The Court of Protection has avoided issuing guidelines on setting a specific limit on how much can be gifted. In order to avoid overwhelming the Court with applications it has stated that attorneys/deputies can make gifts, subject to the usual rules, in line with inheritance tax exemptions in their client’s best interests. The exemptions currently stand at £3,000 per annum, with small gifts limited to £250 per person for up to 10 people. 

The largest gift application

Recent case law has shown that of paramount consideration in gift applications is the client’s best interests and that there is no upper threshold for the size of gift.
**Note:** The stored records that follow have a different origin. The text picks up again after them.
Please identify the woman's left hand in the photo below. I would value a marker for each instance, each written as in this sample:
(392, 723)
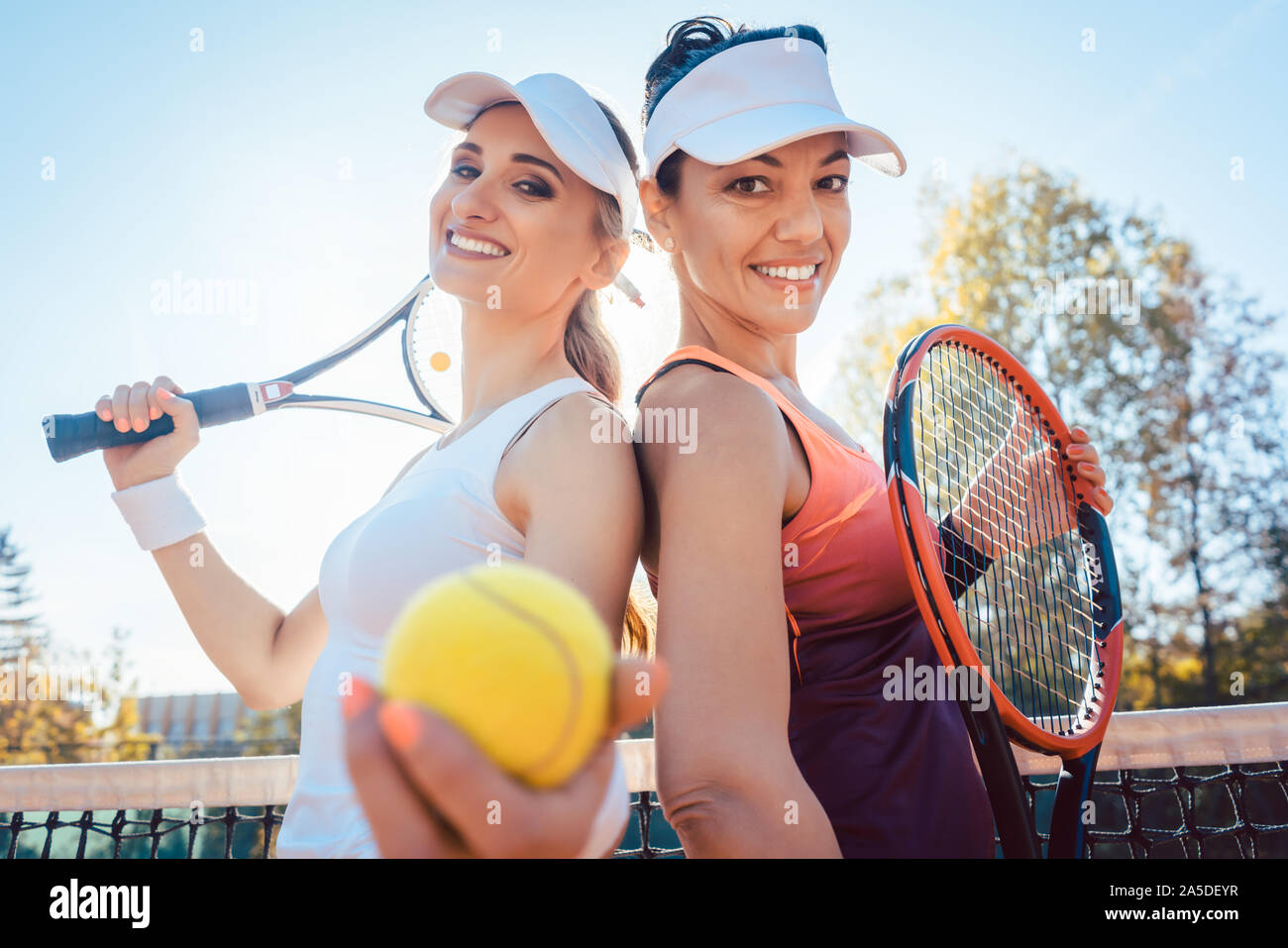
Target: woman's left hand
(1086, 463)
(428, 791)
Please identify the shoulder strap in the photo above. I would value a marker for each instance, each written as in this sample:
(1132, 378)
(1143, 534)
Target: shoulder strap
(590, 390)
(668, 366)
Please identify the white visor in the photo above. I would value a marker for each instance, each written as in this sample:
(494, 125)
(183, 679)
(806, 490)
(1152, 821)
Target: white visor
(752, 98)
(565, 114)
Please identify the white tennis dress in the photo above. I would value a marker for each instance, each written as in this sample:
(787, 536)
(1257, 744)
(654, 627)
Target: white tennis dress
(441, 517)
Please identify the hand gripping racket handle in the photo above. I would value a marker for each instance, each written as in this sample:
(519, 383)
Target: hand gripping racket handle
(72, 436)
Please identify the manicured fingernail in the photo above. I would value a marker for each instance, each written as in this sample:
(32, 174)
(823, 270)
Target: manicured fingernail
(359, 699)
(402, 724)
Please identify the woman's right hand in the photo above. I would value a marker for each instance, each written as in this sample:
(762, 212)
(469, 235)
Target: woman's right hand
(134, 407)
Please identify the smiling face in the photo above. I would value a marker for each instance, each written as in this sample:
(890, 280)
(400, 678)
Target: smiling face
(511, 218)
(761, 240)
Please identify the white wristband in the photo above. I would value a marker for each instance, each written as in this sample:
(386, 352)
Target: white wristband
(160, 511)
(613, 811)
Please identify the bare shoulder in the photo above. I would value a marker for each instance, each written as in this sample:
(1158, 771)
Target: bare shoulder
(578, 451)
(580, 428)
(711, 421)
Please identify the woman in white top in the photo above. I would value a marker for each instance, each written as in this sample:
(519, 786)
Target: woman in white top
(532, 219)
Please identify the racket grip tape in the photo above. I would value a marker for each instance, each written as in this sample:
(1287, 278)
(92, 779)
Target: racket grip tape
(72, 436)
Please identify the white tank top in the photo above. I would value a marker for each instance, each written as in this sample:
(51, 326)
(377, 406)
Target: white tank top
(441, 517)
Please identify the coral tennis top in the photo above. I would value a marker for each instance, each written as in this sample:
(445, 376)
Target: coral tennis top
(897, 779)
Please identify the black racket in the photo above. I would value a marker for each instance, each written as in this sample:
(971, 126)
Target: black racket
(71, 436)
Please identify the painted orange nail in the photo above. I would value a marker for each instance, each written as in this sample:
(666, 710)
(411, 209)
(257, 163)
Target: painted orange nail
(402, 724)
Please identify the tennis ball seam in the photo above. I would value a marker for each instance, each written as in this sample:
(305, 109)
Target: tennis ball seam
(570, 661)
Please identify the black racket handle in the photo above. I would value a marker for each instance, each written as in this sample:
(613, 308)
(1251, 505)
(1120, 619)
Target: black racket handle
(72, 436)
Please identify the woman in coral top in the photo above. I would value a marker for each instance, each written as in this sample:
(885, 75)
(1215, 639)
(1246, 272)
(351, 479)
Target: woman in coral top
(768, 536)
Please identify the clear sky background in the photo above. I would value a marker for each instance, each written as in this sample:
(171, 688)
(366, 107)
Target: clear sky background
(292, 154)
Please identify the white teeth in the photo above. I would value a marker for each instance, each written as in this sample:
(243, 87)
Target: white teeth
(805, 272)
(477, 247)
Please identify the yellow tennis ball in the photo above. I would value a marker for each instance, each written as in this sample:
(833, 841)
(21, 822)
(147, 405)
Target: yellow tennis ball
(514, 657)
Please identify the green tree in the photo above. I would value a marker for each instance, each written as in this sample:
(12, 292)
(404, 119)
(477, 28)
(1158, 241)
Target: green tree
(1166, 365)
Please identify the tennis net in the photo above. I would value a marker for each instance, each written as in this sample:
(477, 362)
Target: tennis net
(1186, 784)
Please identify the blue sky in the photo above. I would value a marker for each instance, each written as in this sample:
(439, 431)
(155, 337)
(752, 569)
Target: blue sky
(291, 154)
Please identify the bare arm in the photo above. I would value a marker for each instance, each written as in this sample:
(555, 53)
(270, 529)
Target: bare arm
(265, 653)
(578, 502)
(726, 777)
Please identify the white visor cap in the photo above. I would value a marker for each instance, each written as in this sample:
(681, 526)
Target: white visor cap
(565, 114)
(752, 98)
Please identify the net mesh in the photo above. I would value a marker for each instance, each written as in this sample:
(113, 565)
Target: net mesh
(1194, 784)
(990, 463)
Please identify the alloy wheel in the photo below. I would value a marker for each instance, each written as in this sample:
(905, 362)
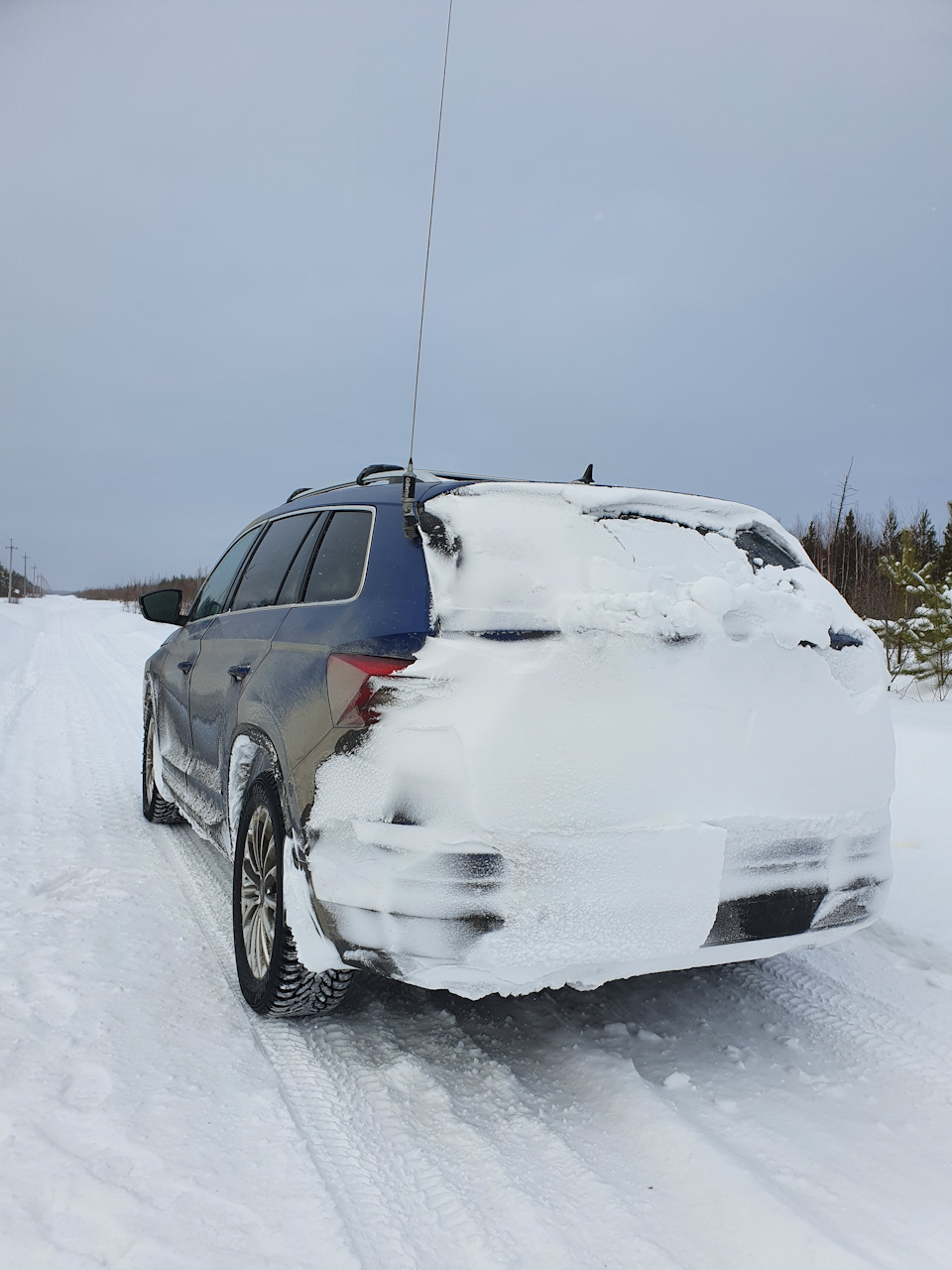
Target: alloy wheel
(259, 892)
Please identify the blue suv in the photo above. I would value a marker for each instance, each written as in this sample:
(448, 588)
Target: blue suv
(499, 735)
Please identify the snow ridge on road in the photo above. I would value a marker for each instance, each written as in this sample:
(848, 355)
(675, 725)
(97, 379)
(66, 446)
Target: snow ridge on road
(780, 1114)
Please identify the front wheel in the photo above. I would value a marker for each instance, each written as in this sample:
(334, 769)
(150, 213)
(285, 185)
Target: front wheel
(272, 979)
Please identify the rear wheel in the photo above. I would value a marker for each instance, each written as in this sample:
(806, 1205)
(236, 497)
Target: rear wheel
(154, 806)
(272, 979)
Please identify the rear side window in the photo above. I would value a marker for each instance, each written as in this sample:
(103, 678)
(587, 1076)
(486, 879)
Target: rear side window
(217, 585)
(338, 570)
(291, 587)
(271, 562)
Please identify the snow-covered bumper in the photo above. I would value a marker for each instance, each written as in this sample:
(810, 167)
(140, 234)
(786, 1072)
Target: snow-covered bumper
(479, 920)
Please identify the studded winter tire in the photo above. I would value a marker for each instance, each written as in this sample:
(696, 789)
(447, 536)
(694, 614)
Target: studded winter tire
(272, 979)
(154, 806)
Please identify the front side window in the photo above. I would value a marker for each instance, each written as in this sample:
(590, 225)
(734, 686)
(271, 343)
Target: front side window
(217, 585)
(271, 562)
(338, 568)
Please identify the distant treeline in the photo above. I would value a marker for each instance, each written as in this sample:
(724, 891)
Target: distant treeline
(848, 549)
(131, 590)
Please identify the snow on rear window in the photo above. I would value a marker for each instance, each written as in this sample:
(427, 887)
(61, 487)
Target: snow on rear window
(567, 559)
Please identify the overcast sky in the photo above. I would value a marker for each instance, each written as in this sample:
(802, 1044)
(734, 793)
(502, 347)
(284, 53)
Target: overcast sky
(703, 244)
Penningtons Manches Cooper dealt with a gift application, PBC v JMA & others [2018] EWCOP 19 (“Re JMA”), in which the COP approved gifts exceeding £7 million from an estate valued at about £18.5 million.  We were instructed by an attorney whose mother (the Donor), a 72-year-old woman, with early onset dementia, inherited a lot of wealth from her late husband not long before she lost her capacity to manage her finance and property affairs. The attorney was concerned that on her demise he, as the main beneficiary under her estate, would have to pay a very large sum in inheritance tax. The Donor in her Will had, apart from leaving the bulk of her estate to the attorney, made gifts to a number of charities as well as to a grandson. 

The application was made in June 2015. It was essentially to make lifetime gifts equalling the amount of the inheritance tax (IHT) bill that would otherwise have been payable - potentially reducing the IHT payable at death to nil if the Donor survived by seven years.  The proposed lifetime gifts would result in a significant saving in IHT even if the Donor survived by three years after the gifts were made, which was key, as medical evidence showed that the Donor had a life expectancy of less than 5 years.

Best Interests

Although all the parties in Re JMA were agreed that the gifts proposed were in the Donor’s best interests, Senior Judge Hilder listed the matter for a hearing in April 2018. The Court required further assistance on the question of why it should assume that a significant saving on inheritance tax was in the best interests of the Donor rather than in the interest of the beneficiaries of her estate.

In her judgment Senior Judge Hilder found as follows:

  1. Affordability is a necessary - but not the only or primary - consideration. She concluded that although the gifts proposed were very large, they were ‘amply affordable’, but that in itself was not sufficient any more than it should be expected that capacitous people should make lifetime gifts of their surplus wealth.
  2. The COP is not guided by any default position/generalisation that most people are motivated by a desire to save tax but that it would consider each case on its own merits. The MCA does not allow the COP to rely on default positions.
  3. Evidence that management of the Donor’s financial affairs with a view to tax efficiency was consistent with the Donor’s wishes and beliefs was a factor that weighed in favour of making the proposed gifts.
  4. The concept of best interests is a broad one and not restricted to self-interest.

Senior Judge Hilder notably stated

“….it is no part of the Court of Protection’s function to protect either an inheritance or a revenue stream. Inheritance tax mitigating effect can in my view only meaningfully be considered in the best interests balancing exercise as a mechanism which either supports or goes against the particular individual’s wishes and feelings, values and beliefs about gifting and tax planning.”

The case is a reminder of the paramount importance of considering the specific facts of each matter and weighing up whether the gift is in the protected party’s best interests.

Timescales and Process

"Deputies and attorneys need to consider carefully whether making a gift is in their client’s best interests and seek advice if in doubt. "

Deputies and attorneys need to consider carefully whether making a gift is in their client’s best interests and seek advice if in doubt. The requirements for making a gift application are set out in the Court of Protection Practice Direction 9E and getting specialist advice to ensure that as much of the information required as possible is put in the initial application will have an impact on how quickly the matter can be resolved.